(4) Primary Legislation and other Sources of Law Flashcards
What is the relationship between primary legislation and other sources of law?
Statutory provisions provide the supreme source of Law in the UK, naturally it follows from this that Primary Legislation is to be considered at the pinnacle of this hierarchy, while the relationship between various different statutes is governed by implied and express repeal the responsibility of articulating the relationship between statutes and other sources of the UK Constitution falls upon the judges.
What is the relationship between primary legislation and the common law?
The supremacy of Primary Legislation over domestic sources of Law means that Acts of Parliament will override Common, judicially made, Law in the event that they clash. Parliament may choose to legislate in order to bring areas previously governed by the Common Law under Primary Legislation or perhaps to create clarity in areas regulated in the main by the Common Law.
What is the relationship between primary legislation and the prerogative?
Just as it can overrule the Common Law, Primary Legislation has supremacy over the prerogative and can override any pre-existing prerogative power. Primary Legislation may curtail the power of the prerogative either expressly through words or more indirectly through ‘necessary implication’. Prerogative power cannot be used to ‘change English Common or Statute Law’ or to ‘frustrate the will of Parliament’.
What is the relationship between primary legislation and international law?
The dualist nature of the UK flows fairly naturally from the doctrine of Parliamentary Sovereignty. This principle states that there should be no higher form of authority than Primary Legislation, giving automatic effect to International Law would undermine this principle. Furthermore, in the UK it is the role of Parliament and not the executive (the government) to legislate, giving automatic effect to International Laws agreed upon via Treaties signed by government officials would again undermine this.
What is the relationship between primary legislation and other constitutional principles?

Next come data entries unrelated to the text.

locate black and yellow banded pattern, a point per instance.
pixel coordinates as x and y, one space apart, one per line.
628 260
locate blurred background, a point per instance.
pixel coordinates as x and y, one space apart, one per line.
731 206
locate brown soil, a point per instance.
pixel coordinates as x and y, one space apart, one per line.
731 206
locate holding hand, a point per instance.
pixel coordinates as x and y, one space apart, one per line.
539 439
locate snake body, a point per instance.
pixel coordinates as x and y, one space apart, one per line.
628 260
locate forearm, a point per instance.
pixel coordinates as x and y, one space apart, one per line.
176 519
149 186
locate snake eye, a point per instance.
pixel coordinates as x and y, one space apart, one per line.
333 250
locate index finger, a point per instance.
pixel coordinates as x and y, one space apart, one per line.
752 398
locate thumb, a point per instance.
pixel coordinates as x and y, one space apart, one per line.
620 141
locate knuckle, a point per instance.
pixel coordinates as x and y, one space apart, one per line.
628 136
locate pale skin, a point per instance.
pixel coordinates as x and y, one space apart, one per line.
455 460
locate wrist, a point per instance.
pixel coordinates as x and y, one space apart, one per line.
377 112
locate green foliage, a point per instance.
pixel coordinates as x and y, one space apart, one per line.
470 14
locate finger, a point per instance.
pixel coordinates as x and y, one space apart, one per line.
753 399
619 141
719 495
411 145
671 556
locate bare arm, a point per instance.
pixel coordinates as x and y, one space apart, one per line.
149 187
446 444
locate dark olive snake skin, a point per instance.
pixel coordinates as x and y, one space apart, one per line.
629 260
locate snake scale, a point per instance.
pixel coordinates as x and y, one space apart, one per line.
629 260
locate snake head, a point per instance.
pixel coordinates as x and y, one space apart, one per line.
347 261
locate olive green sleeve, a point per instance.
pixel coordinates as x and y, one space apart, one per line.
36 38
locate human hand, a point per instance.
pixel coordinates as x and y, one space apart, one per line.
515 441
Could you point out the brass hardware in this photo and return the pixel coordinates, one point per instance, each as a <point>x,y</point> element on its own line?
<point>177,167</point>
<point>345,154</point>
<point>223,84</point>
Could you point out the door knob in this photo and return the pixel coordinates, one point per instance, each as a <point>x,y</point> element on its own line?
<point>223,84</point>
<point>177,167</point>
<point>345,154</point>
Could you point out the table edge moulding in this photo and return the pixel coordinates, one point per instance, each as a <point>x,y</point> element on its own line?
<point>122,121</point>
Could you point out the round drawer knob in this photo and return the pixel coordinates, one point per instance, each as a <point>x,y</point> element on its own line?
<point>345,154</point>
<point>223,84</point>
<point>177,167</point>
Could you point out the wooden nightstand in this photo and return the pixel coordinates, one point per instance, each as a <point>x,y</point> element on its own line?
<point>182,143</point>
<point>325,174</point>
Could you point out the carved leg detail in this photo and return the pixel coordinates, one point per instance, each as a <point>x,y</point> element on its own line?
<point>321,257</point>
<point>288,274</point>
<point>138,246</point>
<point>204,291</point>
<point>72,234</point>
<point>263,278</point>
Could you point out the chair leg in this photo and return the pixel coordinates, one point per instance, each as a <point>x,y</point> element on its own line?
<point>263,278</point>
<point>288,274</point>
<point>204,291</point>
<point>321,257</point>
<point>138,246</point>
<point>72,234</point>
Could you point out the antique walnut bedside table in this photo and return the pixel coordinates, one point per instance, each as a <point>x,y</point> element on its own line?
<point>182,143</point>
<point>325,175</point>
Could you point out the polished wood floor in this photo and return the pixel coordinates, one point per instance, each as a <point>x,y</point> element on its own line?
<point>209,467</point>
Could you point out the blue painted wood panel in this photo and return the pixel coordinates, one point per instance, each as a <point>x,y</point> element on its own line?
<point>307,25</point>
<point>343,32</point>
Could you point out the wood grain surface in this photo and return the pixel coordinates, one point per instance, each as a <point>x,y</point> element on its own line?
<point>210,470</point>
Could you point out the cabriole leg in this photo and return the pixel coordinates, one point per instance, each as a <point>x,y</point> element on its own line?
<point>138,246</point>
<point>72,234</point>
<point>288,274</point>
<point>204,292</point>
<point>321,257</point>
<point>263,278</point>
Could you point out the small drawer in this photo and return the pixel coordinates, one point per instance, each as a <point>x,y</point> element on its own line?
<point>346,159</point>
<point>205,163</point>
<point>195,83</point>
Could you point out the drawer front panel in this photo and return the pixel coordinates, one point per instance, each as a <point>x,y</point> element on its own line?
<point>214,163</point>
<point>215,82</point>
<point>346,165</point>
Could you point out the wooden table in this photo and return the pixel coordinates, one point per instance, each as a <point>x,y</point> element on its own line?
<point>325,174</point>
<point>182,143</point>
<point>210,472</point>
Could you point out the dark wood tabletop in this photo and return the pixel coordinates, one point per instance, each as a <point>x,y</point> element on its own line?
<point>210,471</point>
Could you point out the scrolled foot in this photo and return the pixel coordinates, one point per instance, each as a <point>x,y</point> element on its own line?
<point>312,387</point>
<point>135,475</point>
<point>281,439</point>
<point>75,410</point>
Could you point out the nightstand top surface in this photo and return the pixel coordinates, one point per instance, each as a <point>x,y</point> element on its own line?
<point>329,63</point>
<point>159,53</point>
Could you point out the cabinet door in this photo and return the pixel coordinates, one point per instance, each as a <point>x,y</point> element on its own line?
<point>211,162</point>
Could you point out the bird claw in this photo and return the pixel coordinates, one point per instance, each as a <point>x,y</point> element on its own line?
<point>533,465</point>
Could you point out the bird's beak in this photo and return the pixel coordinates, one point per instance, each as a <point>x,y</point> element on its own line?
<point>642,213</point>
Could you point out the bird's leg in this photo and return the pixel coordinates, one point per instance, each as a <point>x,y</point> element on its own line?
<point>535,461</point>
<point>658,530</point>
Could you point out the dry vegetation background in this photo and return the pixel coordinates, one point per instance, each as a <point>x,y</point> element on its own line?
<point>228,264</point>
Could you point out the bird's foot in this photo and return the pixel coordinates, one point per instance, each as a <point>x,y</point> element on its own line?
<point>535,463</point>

While the constitutional principles of the Rule of Law and the Separation of Powers are both regarded as significant influences in the UK Constitution, neither has, to date, been considered so fundamentally significant as to displace the validity of an Act of Parliament. Indeed the 1998 HRA permits scrutiny of Acts of Parliament on Human Rights Grounds but does not empower courts to strike them down or invalidate them. The furthest a court can go in challenging an Act of Parliament in this sense is through issuing a Declaration of Incompatibility - even Declarations of Incompatibility, however, hold no legally binding authority and amount to little more than political pressure.